1. I’m a night owl.  But I was doing great tonight, in bed before midnight.  I finished A Season In Purgatory.  I love Dominick Dunne.  His writing really developed over the years.  I called this tome fluff in an earlier post but it is not fluff.  It’s a well written page-turner!

2. My dear hubby is snoring loudly tonight.  He doesn’t usually snore that much.  I know I do, so I’m certainly not complaining, but I’m really tired, so I came into the family room and set myself up on the couch and….

3.  I really wanted to talk about the book I started after I finished the novel.  My friend, Kim K.S., recommended this book.  It’s called The Creative Habit  Learn It And Use It For Life by dancer/choreographer Twyla Tharp.  I’m already hooked!  I’m sure she’s on to something here.  Suddenly social media and marketing types are talking about creativity and business, and she was talking about it 3 years ago.  And she lives it. 

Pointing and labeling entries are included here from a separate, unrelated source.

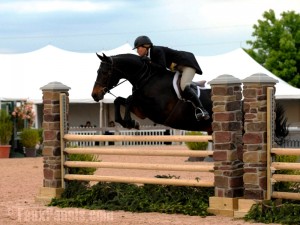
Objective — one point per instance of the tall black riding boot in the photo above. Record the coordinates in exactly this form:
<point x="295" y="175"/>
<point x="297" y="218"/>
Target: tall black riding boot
<point x="190" y="95"/>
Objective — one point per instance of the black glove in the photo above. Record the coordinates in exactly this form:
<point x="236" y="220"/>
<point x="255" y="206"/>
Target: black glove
<point x="146" y="59"/>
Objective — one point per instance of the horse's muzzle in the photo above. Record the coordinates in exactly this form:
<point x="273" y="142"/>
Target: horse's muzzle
<point x="97" y="96"/>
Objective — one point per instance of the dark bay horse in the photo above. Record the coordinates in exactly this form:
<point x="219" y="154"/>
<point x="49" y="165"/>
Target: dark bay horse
<point x="153" y="94"/>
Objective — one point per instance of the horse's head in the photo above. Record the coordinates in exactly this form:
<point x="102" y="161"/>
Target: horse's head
<point x="106" y="80"/>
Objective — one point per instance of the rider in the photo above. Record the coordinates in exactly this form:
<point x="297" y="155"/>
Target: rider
<point x="185" y="62"/>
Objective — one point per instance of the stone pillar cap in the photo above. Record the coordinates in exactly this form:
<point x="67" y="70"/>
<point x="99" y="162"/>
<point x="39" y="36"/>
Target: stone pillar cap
<point x="57" y="86"/>
<point x="260" y="78"/>
<point x="225" y="79"/>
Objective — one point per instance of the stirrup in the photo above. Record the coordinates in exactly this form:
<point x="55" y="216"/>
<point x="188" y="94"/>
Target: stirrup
<point x="202" y="114"/>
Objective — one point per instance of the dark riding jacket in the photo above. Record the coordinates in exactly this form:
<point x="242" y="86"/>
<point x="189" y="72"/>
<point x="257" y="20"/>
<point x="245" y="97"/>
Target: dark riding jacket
<point x="164" y="57"/>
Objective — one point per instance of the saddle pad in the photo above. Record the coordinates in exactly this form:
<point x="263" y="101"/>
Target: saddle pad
<point x="176" y="86"/>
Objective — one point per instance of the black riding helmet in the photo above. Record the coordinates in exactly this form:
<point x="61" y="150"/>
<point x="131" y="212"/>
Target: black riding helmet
<point x="142" y="40"/>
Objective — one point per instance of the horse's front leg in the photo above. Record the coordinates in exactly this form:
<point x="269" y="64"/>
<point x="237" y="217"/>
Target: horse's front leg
<point x="127" y="118"/>
<point x="127" y="122"/>
<point x="118" y="102"/>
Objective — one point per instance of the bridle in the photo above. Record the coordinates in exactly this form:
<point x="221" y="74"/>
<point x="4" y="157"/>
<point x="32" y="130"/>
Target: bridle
<point x="140" y="82"/>
<point x="111" y="69"/>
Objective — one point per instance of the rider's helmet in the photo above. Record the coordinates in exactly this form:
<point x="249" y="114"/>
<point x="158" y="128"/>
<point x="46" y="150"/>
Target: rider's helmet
<point x="142" y="40"/>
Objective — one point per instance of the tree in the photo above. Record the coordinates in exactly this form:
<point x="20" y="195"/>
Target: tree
<point x="277" y="45"/>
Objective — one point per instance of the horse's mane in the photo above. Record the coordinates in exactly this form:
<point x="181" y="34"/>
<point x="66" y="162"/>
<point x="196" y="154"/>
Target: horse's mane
<point x="127" y="56"/>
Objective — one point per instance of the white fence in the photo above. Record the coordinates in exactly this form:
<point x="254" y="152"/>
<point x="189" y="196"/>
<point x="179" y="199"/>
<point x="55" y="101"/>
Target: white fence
<point x="145" y="131"/>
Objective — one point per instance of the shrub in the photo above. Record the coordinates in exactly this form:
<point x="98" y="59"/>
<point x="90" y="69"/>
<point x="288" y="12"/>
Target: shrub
<point x="196" y="145"/>
<point x="82" y="157"/>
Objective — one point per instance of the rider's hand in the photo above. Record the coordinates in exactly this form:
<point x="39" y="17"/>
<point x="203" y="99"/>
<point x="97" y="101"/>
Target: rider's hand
<point x="146" y="59"/>
<point x="173" y="67"/>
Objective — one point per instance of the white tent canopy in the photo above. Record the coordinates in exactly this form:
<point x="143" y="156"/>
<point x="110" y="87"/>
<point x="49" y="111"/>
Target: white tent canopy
<point x="22" y="75"/>
<point x="239" y="64"/>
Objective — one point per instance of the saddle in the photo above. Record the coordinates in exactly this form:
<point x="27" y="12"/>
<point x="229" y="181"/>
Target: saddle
<point x="197" y="86"/>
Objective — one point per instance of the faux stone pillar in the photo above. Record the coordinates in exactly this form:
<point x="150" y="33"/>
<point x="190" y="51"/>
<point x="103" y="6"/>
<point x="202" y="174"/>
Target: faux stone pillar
<point x="255" y="135"/>
<point x="227" y="144"/>
<point x="52" y="186"/>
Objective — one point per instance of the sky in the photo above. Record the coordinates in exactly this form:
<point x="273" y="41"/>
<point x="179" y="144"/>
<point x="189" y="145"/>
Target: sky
<point x="204" y="27"/>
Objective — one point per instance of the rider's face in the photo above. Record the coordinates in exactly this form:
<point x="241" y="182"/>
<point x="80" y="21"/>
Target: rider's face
<point x="142" y="51"/>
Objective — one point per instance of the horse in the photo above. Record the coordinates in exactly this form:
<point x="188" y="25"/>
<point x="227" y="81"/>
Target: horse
<point x="153" y="95"/>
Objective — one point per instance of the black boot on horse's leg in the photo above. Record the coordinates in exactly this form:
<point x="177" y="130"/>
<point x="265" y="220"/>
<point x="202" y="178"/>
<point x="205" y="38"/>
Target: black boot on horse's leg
<point x="189" y="94"/>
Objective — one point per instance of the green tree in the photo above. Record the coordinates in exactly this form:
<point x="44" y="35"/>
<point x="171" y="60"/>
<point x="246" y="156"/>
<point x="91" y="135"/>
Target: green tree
<point x="277" y="45"/>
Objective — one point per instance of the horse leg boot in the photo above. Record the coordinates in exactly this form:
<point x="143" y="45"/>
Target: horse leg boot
<point x="189" y="94"/>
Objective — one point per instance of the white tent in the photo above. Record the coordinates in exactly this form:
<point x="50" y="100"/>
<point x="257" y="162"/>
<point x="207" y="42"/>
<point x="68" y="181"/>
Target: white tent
<point x="239" y="64"/>
<point x="22" y="75"/>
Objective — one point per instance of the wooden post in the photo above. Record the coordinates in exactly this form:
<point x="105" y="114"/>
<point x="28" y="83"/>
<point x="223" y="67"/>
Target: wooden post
<point x="52" y="185"/>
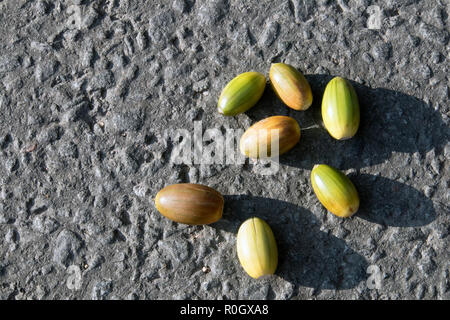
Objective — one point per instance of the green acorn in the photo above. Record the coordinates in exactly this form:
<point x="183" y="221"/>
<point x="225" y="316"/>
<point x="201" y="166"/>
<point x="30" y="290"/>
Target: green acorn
<point x="241" y="93"/>
<point x="340" y="109"/>
<point x="290" y="86"/>
<point x="334" y="190"/>
<point x="256" y="248"/>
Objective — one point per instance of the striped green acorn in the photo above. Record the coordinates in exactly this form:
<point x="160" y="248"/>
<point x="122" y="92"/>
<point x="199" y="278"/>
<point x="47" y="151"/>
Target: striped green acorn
<point x="241" y="93"/>
<point x="334" y="190"/>
<point x="290" y="86"/>
<point x="256" y="248"/>
<point x="340" y="109"/>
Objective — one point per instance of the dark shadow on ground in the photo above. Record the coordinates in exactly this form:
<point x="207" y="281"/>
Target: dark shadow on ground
<point x="307" y="256"/>
<point x="387" y="202"/>
<point x="390" y="122"/>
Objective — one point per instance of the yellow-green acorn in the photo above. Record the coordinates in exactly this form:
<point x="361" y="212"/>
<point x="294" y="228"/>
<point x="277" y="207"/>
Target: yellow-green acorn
<point x="257" y="142"/>
<point x="256" y="248"/>
<point x="291" y="86"/>
<point x="334" y="190"/>
<point x="241" y="93"/>
<point x="340" y="109"/>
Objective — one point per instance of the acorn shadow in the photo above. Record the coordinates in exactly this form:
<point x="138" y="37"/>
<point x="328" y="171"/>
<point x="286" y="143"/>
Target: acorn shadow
<point x="390" y="203"/>
<point x="391" y="121"/>
<point x="307" y="256"/>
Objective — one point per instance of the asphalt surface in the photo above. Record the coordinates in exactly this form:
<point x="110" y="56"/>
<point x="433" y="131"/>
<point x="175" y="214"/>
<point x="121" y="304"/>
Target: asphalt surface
<point x="91" y="93"/>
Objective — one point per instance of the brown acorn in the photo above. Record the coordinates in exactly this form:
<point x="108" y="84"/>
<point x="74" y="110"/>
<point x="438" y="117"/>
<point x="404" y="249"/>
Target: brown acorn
<point x="190" y="203"/>
<point x="257" y="142"/>
<point x="290" y="86"/>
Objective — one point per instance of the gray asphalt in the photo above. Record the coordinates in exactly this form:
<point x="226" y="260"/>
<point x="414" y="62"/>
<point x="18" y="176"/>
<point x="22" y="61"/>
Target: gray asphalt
<point x="91" y="93"/>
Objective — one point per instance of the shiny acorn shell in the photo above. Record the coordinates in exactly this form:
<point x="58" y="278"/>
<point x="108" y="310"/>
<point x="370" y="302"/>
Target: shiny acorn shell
<point x="335" y="190"/>
<point x="258" y="136"/>
<point x="190" y="203"/>
<point x="241" y="93"/>
<point x="256" y="248"/>
<point x="340" y="109"/>
<point x="290" y="86"/>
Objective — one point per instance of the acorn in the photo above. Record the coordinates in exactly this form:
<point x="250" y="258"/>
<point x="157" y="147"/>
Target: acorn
<point x="190" y="203"/>
<point x="241" y="93"/>
<point x="290" y="86"/>
<point x="334" y="190"/>
<point x="256" y="142"/>
<point x="256" y="248"/>
<point x="340" y="109"/>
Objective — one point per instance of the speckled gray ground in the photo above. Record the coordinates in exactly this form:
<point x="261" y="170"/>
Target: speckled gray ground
<point x="85" y="104"/>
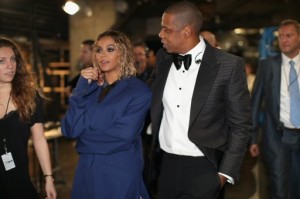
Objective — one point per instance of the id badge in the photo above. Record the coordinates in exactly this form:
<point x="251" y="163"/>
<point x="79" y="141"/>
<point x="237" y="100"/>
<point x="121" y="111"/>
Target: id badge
<point x="8" y="161"/>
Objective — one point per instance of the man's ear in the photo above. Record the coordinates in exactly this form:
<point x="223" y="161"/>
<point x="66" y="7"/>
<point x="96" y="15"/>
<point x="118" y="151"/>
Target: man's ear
<point x="187" y="31"/>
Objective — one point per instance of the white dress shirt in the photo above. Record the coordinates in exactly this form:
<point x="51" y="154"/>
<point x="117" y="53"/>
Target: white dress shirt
<point x="284" y="93"/>
<point x="177" y="97"/>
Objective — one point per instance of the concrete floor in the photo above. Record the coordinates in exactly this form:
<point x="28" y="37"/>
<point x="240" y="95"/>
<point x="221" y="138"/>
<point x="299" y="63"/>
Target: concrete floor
<point x="249" y="186"/>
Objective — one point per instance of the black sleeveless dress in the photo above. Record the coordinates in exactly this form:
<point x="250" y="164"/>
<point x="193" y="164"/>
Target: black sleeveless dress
<point x="16" y="183"/>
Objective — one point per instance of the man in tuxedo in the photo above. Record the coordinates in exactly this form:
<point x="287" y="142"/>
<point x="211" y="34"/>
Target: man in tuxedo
<point x="200" y="109"/>
<point x="276" y="88"/>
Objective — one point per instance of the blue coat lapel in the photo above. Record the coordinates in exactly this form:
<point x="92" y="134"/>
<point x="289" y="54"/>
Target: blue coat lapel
<point x="276" y="67"/>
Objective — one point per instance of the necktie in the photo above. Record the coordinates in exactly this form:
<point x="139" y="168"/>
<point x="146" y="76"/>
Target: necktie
<point x="186" y="59"/>
<point x="294" y="96"/>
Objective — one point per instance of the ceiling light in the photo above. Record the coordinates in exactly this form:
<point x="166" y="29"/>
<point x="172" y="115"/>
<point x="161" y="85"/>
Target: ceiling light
<point x="70" y="7"/>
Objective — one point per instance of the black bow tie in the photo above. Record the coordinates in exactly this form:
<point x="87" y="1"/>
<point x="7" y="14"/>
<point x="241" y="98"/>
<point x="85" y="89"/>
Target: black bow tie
<point x="187" y="59"/>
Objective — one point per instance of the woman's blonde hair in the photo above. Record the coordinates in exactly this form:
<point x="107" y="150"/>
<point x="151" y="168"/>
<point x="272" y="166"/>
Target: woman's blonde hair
<point x="125" y="49"/>
<point x="24" y="89"/>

4.  The meds to heal my bronchitis/asthma are upsetting my tummy and it’s hurting.  Bummer.

So these are the reasons I am up.  I’m going to go to sleep, but I’ll probably goof around a little bit with Bookworm before I do.  And it’s 2am!!  Oh, well, I’m blessed to not have to get up early most mornings.  I’m am very grateful for that.  My spirits have lifted so much.  My heart was heavy for 36 hours about a silly communication fiasco on Facebook.  My feelings were so hurt, plus I felt guilty for my part in it, and I was torturing myself with it.  Gerardine Baugh helped with that by commenting on my writing, just a little while ago.  Click on her name to visit her site.  She writes beautifully.   I’ve asked Spirit to take the burden for 36 hours, and I think it is slowly lifting.

I am very grateful.

I am reading…

2009/11/09

In the Cellar by German intellectual/writer/philosopher/linguist Jan Philipp Reemtsma.  It is about his own kidnapping in 1996.  I understand he’s a bit of a controversial figure.  The link I provided is from a magazine to which he is a contributor.  Wikipedia was in German, and its portrayal (after Google translation) was slightly confusing because of the crude translation and not complementary at all.  I definitely want to know more about this gentleman.  After I read his book I will do more research on him and his writings.  

I’m finding his book very interesting.  It was translated beautifully by Carol Brown Janeway.  I like the writing; it is obviously intelligent.  He recounts his thoughts, his misperceptions, and his attempt to resist identifying with his kidnappers while in captivity.  I am about half way through it.  Because of his strong literary background, he refers to many literary luminaries of all nationalities, which also interests me.

So, back to the book, then off to bed!